As consumers, we will gain more choice and convenience, but what will we miss?

A recent survey conducted by UKMusic on 14-24 year olds found that ownership is still important. For the most part, teenagers are using downloads and file-sharing as a way to research which artists they really want to spend their limited income on. This is pretty much the same way that we used mix-tapes when I was a teenager.

So kids will be accessing their favourite music when and wherever they want in exchange for either listening to ads or a small monthly subscription, (probably less than their monthly mobile phone bill or in some cases, included in it). But they will still want to own something to make them feel part of the tribe and announce their status as a true fan. This will most likely be merchandise – t-shirts, badges posters, as well as, I imagine, increasingly clever added-value ideas such as access to member-only content or exclusive events. All of which will give artists new ways to make money.

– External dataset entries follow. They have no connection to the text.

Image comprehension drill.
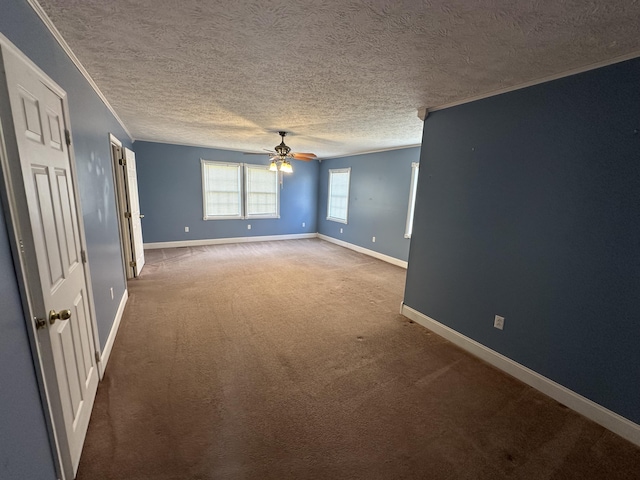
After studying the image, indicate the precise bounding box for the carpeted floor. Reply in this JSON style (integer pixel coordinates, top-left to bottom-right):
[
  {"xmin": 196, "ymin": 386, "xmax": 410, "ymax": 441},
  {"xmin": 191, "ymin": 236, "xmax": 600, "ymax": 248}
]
[{"xmin": 77, "ymin": 239, "xmax": 640, "ymax": 480}]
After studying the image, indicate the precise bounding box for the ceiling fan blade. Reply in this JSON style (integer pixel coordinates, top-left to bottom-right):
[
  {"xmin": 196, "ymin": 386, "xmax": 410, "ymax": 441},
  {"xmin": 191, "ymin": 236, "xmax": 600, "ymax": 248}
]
[
  {"xmin": 294, "ymin": 152, "xmax": 318, "ymax": 158},
  {"xmin": 244, "ymin": 148, "xmax": 276, "ymax": 155}
]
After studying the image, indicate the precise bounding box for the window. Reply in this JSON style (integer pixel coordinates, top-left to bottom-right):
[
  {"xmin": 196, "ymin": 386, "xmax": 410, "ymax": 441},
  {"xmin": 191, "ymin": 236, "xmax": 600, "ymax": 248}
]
[
  {"xmin": 244, "ymin": 165, "xmax": 280, "ymax": 218},
  {"xmin": 201, "ymin": 160, "xmax": 280, "ymax": 220},
  {"xmin": 404, "ymin": 162, "xmax": 420, "ymax": 238},
  {"xmin": 327, "ymin": 168, "xmax": 351, "ymax": 223},
  {"xmin": 202, "ymin": 160, "xmax": 242, "ymax": 220}
]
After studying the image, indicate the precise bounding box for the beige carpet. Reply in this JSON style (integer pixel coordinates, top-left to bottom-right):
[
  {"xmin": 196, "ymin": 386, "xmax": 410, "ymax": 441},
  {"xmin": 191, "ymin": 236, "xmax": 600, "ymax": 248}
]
[{"xmin": 78, "ymin": 239, "xmax": 640, "ymax": 480}]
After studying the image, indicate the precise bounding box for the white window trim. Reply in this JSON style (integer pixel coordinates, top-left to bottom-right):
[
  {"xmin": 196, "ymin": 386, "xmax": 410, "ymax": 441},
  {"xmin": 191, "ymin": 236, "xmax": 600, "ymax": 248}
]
[
  {"xmin": 200, "ymin": 158, "xmax": 280, "ymax": 221},
  {"xmin": 242, "ymin": 163, "xmax": 280, "ymax": 219},
  {"xmin": 327, "ymin": 167, "xmax": 351, "ymax": 225},
  {"xmin": 200, "ymin": 158, "xmax": 244, "ymax": 220},
  {"xmin": 404, "ymin": 162, "xmax": 420, "ymax": 238}
]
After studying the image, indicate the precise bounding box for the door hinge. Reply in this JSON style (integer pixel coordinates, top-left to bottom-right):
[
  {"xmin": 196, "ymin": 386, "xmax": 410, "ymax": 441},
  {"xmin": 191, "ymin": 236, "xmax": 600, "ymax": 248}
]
[{"xmin": 33, "ymin": 317, "xmax": 47, "ymax": 330}]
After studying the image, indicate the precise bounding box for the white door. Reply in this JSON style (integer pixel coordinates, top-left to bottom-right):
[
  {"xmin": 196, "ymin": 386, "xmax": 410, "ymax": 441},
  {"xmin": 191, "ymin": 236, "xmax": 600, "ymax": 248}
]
[
  {"xmin": 124, "ymin": 148, "xmax": 144, "ymax": 277},
  {"xmin": 2, "ymin": 44, "xmax": 98, "ymax": 478}
]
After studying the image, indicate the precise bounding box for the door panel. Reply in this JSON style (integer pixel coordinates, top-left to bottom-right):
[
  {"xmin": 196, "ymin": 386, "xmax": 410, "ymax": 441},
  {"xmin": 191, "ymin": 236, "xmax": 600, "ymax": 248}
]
[
  {"xmin": 124, "ymin": 148, "xmax": 144, "ymax": 277},
  {"xmin": 2, "ymin": 44, "xmax": 98, "ymax": 478}
]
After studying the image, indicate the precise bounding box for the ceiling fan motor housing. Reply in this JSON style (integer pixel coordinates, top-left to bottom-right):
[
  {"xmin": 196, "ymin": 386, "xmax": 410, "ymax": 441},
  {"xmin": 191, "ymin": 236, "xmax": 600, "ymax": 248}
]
[{"xmin": 274, "ymin": 132, "xmax": 291, "ymax": 157}]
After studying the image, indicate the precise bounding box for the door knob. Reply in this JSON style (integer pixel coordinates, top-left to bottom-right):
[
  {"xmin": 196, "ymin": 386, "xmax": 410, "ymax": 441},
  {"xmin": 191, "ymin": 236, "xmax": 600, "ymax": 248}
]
[{"xmin": 49, "ymin": 310, "xmax": 71, "ymax": 325}]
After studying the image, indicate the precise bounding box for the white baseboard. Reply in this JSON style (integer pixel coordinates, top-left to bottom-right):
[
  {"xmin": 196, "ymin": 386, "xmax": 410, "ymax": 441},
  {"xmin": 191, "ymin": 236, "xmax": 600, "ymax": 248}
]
[
  {"xmin": 144, "ymin": 233, "xmax": 317, "ymax": 250},
  {"xmin": 100, "ymin": 290, "xmax": 129, "ymax": 380},
  {"xmin": 400, "ymin": 304, "xmax": 640, "ymax": 446},
  {"xmin": 318, "ymin": 233, "xmax": 408, "ymax": 268}
]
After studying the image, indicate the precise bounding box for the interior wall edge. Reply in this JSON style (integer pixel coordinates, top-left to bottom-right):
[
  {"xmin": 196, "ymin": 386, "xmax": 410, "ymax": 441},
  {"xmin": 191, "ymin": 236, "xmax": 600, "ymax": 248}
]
[
  {"xmin": 400, "ymin": 303, "xmax": 640, "ymax": 446},
  {"xmin": 427, "ymin": 51, "xmax": 640, "ymax": 113},
  {"xmin": 100, "ymin": 290, "xmax": 129, "ymax": 380},
  {"xmin": 27, "ymin": 0, "xmax": 134, "ymax": 142}
]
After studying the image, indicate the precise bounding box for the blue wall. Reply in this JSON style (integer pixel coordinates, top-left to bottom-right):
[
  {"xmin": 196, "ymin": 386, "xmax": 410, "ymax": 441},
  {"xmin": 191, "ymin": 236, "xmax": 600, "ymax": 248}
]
[
  {"xmin": 0, "ymin": 210, "xmax": 56, "ymax": 480},
  {"xmin": 318, "ymin": 147, "xmax": 420, "ymax": 261},
  {"xmin": 404, "ymin": 59, "xmax": 640, "ymax": 423},
  {"xmin": 134, "ymin": 142, "xmax": 318, "ymax": 243},
  {"xmin": 0, "ymin": 0, "xmax": 131, "ymax": 346},
  {"xmin": 0, "ymin": 0, "xmax": 130, "ymax": 479}
]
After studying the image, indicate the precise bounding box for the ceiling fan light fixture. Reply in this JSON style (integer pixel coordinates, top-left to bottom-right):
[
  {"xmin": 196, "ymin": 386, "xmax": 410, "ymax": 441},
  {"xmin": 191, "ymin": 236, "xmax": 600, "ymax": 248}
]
[{"xmin": 280, "ymin": 160, "xmax": 293, "ymax": 173}]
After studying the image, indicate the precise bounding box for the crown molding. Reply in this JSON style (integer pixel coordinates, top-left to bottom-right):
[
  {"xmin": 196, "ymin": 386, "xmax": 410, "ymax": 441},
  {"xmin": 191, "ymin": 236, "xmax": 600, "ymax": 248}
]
[{"xmin": 27, "ymin": 0, "xmax": 134, "ymax": 142}]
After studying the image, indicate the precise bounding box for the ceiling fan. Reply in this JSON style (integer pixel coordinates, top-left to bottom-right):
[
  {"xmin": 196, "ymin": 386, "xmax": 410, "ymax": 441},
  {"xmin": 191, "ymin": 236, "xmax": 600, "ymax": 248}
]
[{"xmin": 248, "ymin": 132, "xmax": 317, "ymax": 173}]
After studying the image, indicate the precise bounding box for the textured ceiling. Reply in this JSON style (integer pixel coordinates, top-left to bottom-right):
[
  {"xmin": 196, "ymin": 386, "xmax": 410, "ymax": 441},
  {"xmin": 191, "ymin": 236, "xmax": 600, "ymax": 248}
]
[{"xmin": 39, "ymin": 0, "xmax": 640, "ymax": 157}]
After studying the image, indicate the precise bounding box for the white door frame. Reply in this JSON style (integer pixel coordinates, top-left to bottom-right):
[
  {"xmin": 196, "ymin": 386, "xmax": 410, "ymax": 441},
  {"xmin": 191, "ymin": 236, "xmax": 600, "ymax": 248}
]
[
  {"xmin": 0, "ymin": 33, "xmax": 104, "ymax": 480},
  {"xmin": 109, "ymin": 133, "xmax": 134, "ymax": 280}
]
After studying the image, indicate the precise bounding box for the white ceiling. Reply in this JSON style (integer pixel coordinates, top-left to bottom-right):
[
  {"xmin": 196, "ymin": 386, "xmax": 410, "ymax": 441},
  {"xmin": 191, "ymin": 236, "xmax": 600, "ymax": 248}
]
[{"xmin": 39, "ymin": 0, "xmax": 640, "ymax": 157}]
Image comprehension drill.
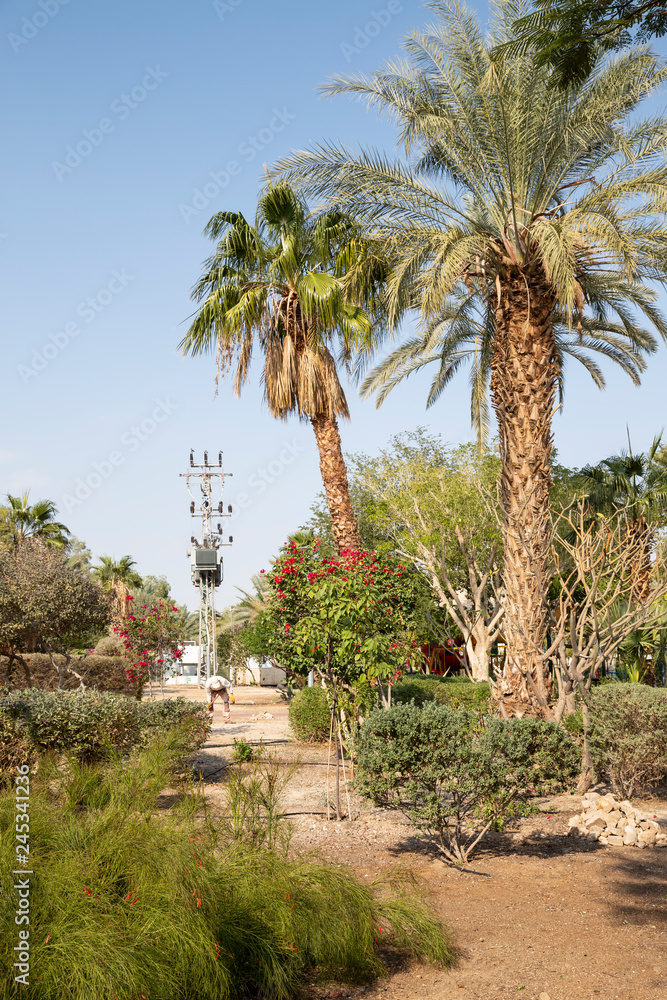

For people like me (we are a small but ardent minority, who I believe will be well represented among readers of this blog), what we will miss most will be the sleeves – the wonderful examples of graphic design and photography that traditionally grace the booklets and covers of LPs and CDs. And the sleeve notes (I am an unashamed, cover-to-cover reader of liner notes. Right down to who played additional high-hats on track three and all the personal thank yous. Sad but true.)

But we must be careful not to let nostalgia make us biased. I was a child of the CD era. I clearly remember people bemoaning the demise of the 12” LP sleeve as the being death to great record sleeve design. But some of my favourite graphic design of all time has been made for CD covers and booklets. Think of the work of Ben Drury, Julian House or Kim Hiorthøy.

While I admit that the iTunes thumbnail is not an inspiring canvas, I'm confident that designers and musicians will continue to work together and come up with new ways to express the visual culture of music.

I was delighted recently by this idea – selling a beautifully designed sleeve note booklet to accompany an MP3 download. I would be perfectly happy to disband my sizable CD collection in favour of a harddrive full of music and a library of small, beautifully designed booklets.

Sadly another loss may be the record store. A recent visit to Amoeba Music in LA reminded me of the pure pleasure of ‘flipping through the racks’. But equal to this is the new joy of being able to mention a track you haven’t heard for years over dinner on Friday night and immediately find it online to listen to.

In the last ten years the way in which we acquire and listen to music has gone through significant changes. My prediction is that in the coming years it will change completely. There will always be value in recorded music but how that value is extracted and distributed is in for an almighty reshuffle. Major labels will not survive in their current form (in a forthcoming post, I will tell you my reasons for believing this) but for consumers, artists and anyone wanting to start an independent record label, it is an exciting time.

I wonder if the disappearance of the physical formats, rather than devaluing music, will put consumers closer to artists and refocus our attention on the value of the real product – the simple joy of listening to music.